Minimizing a function is like trying to find lowest point on a surface. Think of yourself walking on a hilly surface and that you are trying to get to the lowest point. You would find the direction that goes downhill and walk until it doesn't go downhill anymore. Then you would chose a new direction that goes downhill and walk in that direction until it doesn't go downhill anymore, and so on. Eventually (hopefully) you would reach a point where no direction goes downhill anymore. You would then be at a (local) minimum.
The LM algorithm, and many other minimization algorithms, use this scheme.
Suppose that the function being minimized is F and we are at the point x(n) in our iteration. We wish to find the next iterate x(n+1) such that F(x(n+1)) < F(x(n)), i.e. the function value is smaller.
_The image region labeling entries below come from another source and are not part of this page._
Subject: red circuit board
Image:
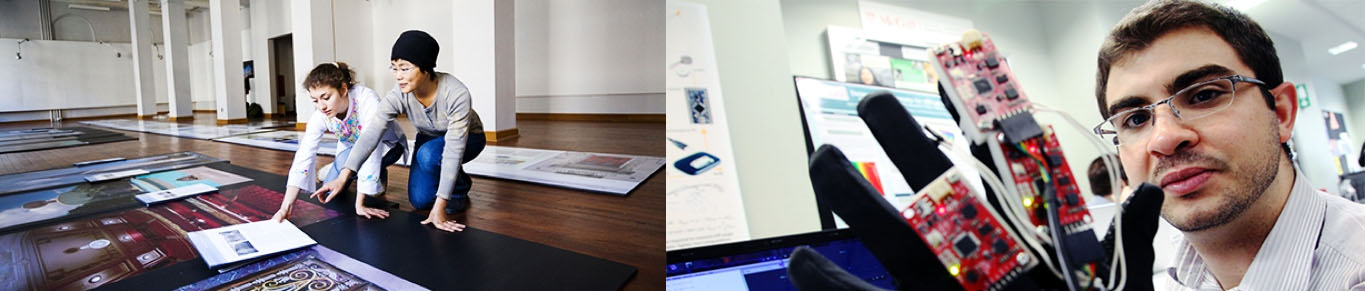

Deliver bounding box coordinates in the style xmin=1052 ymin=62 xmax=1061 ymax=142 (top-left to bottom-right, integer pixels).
xmin=1001 ymin=126 xmax=1092 ymax=234
xmin=930 ymin=33 xmax=1033 ymax=133
xmin=901 ymin=168 xmax=1036 ymax=291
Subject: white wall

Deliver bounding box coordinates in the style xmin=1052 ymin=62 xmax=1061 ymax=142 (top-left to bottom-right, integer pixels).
xmin=1342 ymin=79 xmax=1365 ymax=163
xmin=330 ymin=1 xmax=374 ymax=90
xmin=682 ymin=0 xmax=820 ymax=239
xmin=0 ymin=38 xmax=167 ymax=112
xmin=516 ymin=0 xmax=665 ymax=113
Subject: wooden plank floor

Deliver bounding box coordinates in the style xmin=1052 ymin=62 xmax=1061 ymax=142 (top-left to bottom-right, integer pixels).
xmin=0 ymin=113 xmax=665 ymax=290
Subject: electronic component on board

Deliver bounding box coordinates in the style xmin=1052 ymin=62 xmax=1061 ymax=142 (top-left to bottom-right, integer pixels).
xmin=901 ymin=168 xmax=1037 ymax=291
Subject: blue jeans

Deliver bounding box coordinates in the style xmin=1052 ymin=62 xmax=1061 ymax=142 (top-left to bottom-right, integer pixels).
xmin=322 ymin=142 xmax=407 ymax=194
xmin=408 ymin=133 xmax=487 ymax=210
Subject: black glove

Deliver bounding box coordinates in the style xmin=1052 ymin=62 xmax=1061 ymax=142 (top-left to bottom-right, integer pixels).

In order to chose x(n+1) we need two things, a direction from x(n) and a step size (how far to go in that direction). The LM algorithm determines these values as follows -
First, compute a linear approximation to F at the point x(n). It is easy to find out the downhill direction of a linear function, so we use the linear approximating function to determine the downhill direction.
Next, we need to know how far we can go in this chosen direction. If our approximating linear function is a good approximation for F for a large area around x(n), then we can take a fairly large step. If it's a good approximation only very close to x(n), then we can take only a very small step.
This is what LM does - calculates a linear approximation to F at x(n), thus giving the downhill direction, then it figures out how big a step to take based on how well the linear function approximates F at x(n). LM figures out how good the approximating function is by basically taking a step in the direction thus determined and comparing how much the linear approximation to F decreased to the how much the the actual function F decreased. If they are close, the approximating function is good and we can take a little larger step. If they are not close then the approximation function is not good and we should back off and take a smaller step.